As the first Gospel to be written down, Mark sits in that chronological niche between St Paul’s letters and the later, longer and more developed accounts about Jesus. Paul’s genuine letters mostly addressing specific pastoral concerns often show a belief that Jesus’ return was just round the corner; even if this hope faded away quite quickly as the years passed and nothing happened. Mark, as the first gospel, is a transformation from letters and teaching of Paul into a more structured witness to the life and death of the leader of the Christian movement. It still doesn’t claim to be history or biography as we know them – none of the Gospels do that – but Mark wants to tell more of a joined up story.
When we remember that both Greek and Latin in the ancient world were written without upper or lower case, and without punctuation, the opening of Mark’s Gospel can become very interesting indeed. We’re used to the way that it appears now – with a full stop after the word “God” in the first sentence. But listen to what happens if an early editor had placed the full stop after another word, or if there isn’t any punctuation at all and the reader has to decide where to pause. The opening of Mark could then legitimately read:
The beginning of the good news of Jesus Christ the Son of God as it is written in the prophet Isaiah. Or in a more modern translation: The good news of Jesus the Anointed begins with something the prophet Isaiah wrote.
…and then goes on to quote the words from Isaiah about preparing the way of the Lord.
Mark ties up nicely with Isaiah, the prophet who is perhaps the greatest influence in the Christian understanding of a Messiah.

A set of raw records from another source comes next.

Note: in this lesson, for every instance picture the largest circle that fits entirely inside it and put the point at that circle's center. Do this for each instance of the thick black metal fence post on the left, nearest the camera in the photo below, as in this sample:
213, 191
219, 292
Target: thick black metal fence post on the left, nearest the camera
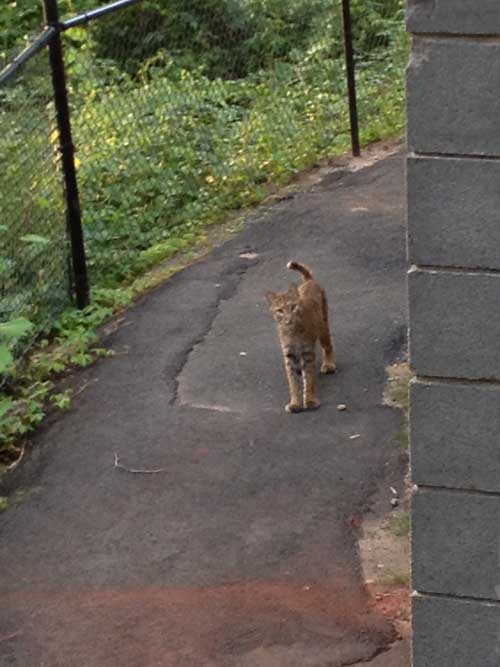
73, 212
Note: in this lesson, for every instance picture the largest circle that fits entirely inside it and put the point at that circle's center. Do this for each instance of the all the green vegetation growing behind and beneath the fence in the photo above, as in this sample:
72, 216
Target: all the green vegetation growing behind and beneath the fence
183, 110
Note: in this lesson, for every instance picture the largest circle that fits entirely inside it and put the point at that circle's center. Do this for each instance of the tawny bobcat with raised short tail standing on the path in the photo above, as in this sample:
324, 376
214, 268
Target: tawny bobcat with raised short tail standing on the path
302, 317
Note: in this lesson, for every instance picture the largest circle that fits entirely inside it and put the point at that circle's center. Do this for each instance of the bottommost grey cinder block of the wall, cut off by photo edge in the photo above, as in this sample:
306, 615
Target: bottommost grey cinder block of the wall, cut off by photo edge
455, 633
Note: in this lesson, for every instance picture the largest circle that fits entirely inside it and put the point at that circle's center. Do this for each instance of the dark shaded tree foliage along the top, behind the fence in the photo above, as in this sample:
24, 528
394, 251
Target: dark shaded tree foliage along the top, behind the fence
229, 38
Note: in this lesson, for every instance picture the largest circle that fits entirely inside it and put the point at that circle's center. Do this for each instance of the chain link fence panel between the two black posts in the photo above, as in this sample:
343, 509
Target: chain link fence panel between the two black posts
182, 115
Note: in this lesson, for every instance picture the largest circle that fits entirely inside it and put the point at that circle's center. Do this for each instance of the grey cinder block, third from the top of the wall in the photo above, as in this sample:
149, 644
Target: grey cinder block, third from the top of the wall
454, 212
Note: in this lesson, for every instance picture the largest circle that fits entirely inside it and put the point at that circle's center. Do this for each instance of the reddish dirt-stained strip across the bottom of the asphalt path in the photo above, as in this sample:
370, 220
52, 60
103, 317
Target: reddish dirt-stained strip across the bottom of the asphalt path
188, 627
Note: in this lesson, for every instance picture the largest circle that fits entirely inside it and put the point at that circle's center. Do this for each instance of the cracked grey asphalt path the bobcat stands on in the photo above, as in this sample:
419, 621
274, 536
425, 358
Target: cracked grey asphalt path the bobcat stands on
241, 550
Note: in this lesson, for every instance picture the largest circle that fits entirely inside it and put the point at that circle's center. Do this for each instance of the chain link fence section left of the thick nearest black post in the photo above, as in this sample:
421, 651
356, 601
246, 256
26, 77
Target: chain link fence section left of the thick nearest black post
34, 278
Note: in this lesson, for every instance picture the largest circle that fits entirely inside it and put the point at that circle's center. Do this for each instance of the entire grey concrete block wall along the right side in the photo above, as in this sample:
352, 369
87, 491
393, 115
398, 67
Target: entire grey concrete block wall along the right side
453, 174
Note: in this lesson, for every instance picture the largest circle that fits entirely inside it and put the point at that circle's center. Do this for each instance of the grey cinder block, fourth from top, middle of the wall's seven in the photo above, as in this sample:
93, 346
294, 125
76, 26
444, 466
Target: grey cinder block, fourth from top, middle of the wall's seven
455, 324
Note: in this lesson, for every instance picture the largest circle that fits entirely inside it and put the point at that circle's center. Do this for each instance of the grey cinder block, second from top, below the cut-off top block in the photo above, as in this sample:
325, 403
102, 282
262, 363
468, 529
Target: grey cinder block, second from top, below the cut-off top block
453, 102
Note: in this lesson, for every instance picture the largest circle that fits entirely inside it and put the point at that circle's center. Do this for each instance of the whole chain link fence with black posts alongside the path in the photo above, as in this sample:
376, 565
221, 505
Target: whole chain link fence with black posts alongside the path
156, 127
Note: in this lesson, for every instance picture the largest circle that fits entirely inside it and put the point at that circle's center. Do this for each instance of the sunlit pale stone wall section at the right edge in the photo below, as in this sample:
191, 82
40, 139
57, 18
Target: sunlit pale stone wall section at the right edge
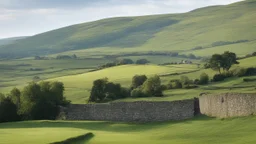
228, 105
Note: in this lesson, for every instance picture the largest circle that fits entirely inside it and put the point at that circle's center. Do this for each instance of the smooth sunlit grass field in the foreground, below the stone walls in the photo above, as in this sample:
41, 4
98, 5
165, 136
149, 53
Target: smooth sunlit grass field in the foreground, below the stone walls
200, 130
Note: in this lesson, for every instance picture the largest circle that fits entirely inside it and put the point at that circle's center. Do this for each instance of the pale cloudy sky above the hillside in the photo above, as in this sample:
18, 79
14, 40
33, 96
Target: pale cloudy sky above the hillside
30, 17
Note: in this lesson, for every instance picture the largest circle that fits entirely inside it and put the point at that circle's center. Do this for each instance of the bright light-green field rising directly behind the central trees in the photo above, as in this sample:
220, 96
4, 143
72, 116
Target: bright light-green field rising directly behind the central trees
78, 86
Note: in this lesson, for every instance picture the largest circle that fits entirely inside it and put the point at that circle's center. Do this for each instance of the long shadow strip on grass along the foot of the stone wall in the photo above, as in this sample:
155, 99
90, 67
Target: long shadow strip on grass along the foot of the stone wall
101, 125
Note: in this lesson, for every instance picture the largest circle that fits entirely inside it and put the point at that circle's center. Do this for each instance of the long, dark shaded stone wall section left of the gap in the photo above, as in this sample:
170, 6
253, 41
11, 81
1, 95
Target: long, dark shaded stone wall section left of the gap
132, 111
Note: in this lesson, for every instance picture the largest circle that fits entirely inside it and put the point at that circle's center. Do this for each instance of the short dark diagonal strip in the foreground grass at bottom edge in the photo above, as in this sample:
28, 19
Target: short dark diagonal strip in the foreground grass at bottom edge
76, 140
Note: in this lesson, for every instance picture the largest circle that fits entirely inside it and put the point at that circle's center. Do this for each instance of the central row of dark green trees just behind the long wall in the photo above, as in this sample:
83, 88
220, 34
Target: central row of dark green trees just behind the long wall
142, 86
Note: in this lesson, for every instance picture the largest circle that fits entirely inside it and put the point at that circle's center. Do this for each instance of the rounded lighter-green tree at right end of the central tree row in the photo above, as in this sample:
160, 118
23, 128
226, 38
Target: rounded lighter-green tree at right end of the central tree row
152, 86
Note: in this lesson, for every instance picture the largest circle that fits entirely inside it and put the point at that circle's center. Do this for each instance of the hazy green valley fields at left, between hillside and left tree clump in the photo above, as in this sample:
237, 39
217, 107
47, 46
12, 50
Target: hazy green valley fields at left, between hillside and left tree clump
17, 73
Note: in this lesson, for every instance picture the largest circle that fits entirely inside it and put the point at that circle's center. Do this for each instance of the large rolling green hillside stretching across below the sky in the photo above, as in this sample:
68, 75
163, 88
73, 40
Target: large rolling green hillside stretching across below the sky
212, 29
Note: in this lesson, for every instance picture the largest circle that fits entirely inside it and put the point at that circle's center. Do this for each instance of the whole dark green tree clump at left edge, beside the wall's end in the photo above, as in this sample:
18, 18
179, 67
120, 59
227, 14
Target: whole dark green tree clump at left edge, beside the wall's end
33, 102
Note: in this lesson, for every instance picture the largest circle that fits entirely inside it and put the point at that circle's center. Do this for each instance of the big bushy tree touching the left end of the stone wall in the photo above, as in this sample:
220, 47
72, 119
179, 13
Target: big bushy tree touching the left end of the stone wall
42, 101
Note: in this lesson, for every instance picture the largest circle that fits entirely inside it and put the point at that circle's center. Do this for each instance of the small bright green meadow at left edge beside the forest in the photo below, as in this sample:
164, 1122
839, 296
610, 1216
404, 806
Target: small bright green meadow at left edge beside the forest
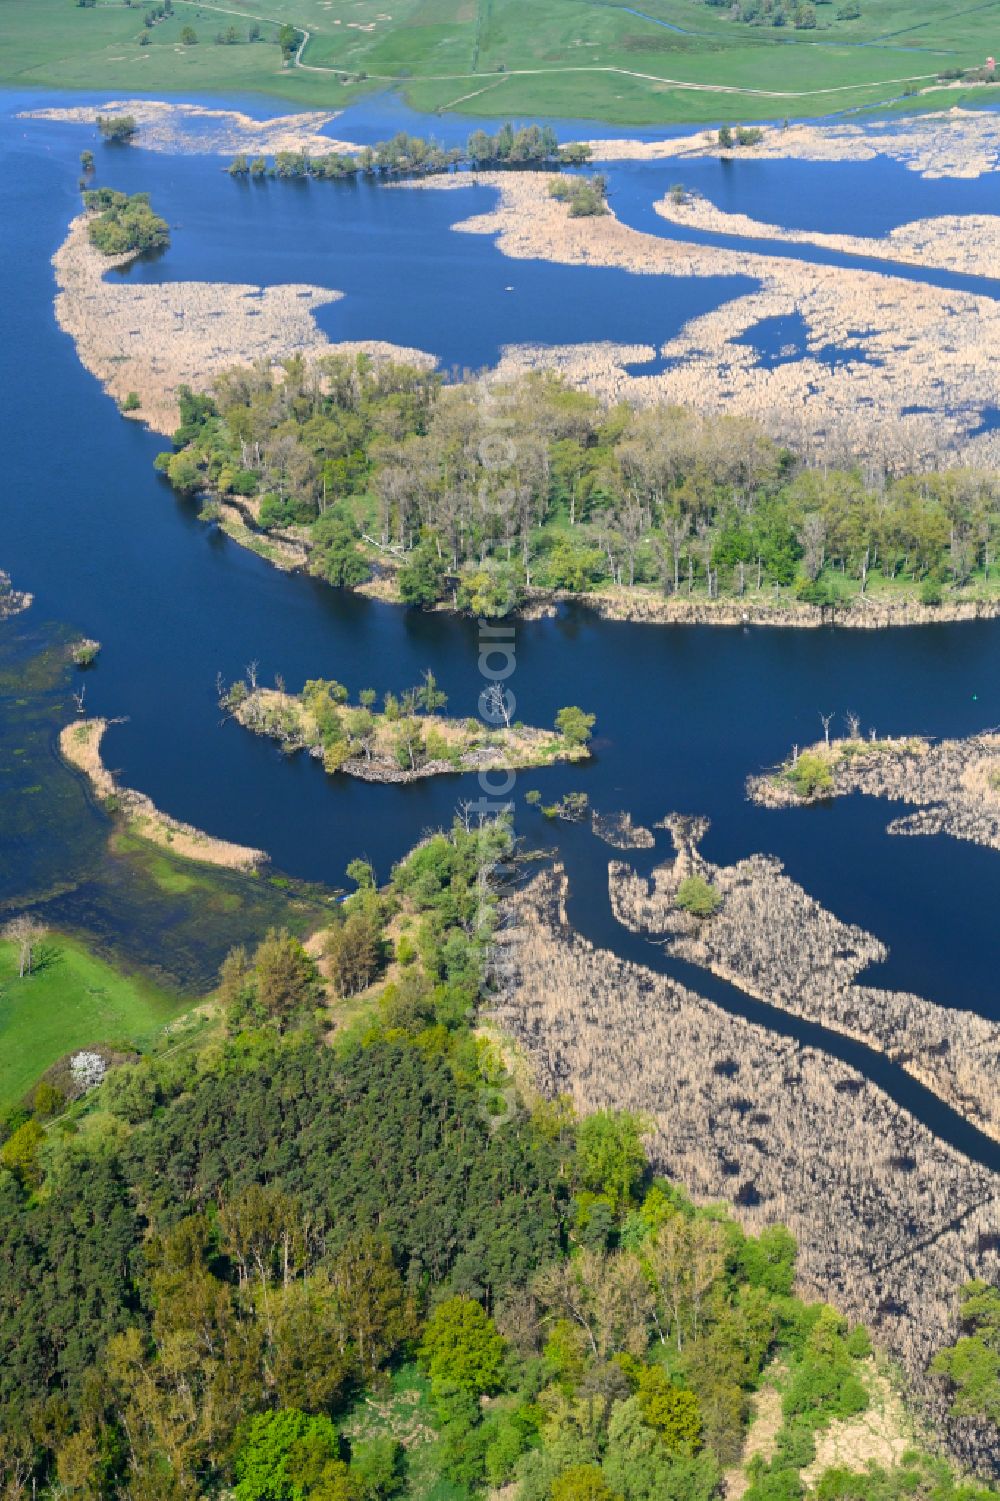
71, 1000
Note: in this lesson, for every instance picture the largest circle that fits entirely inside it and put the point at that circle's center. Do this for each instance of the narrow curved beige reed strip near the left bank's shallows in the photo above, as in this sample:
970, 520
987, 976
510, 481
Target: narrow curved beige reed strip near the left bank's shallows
80, 747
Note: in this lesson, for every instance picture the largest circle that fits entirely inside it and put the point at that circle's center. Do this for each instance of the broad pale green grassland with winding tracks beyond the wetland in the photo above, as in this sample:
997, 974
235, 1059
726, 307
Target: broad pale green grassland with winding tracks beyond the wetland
523, 58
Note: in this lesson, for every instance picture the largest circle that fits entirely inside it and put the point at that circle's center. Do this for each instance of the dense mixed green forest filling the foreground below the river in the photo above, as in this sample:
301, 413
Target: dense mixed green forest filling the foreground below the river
334, 1253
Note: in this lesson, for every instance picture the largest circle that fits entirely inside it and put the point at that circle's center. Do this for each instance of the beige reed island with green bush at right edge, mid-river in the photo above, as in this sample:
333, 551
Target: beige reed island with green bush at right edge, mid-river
953, 784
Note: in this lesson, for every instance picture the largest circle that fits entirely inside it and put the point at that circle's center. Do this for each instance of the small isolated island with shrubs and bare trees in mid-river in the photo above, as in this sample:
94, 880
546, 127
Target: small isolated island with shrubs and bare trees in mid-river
409, 738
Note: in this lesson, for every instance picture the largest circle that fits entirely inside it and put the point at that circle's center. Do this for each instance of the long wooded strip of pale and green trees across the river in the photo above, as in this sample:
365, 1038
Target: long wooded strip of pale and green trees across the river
475, 492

A Messiah who has moved away from Jewish expectations of a political liberator into someone who will bring everyone into a new and better relationship with God, who will announce the kingdom of God; where God is supreme rather than any earthly king or emperor.
Isaiah offers hope to people who have been crushed by conquest and exile: the arrival of a messenger who announces peace, who brings good news, who announces salvation, who says to Zion, ‘Your God reigns.’ Mark’s Jesus sets out his agenda right at the start of his ministry and the Gospel: proclaiming the good news of the reign of God, and saying, ‘The time is fulfilled, and the kingdom of God has come near; repent, and believe in the good news.’ And then Mark rushes enthusiastically into telling the Good News with his ever-present “immediately”. He wants us to know who and what Jesus was, as soon as possible; so that we, too can go out to tell others, unlike the women in the original ending of the gospel who just run away when they discover the empty tomb and the angel.
That’s our commission from St Mark – whoever he was. Go and tell. Immediately!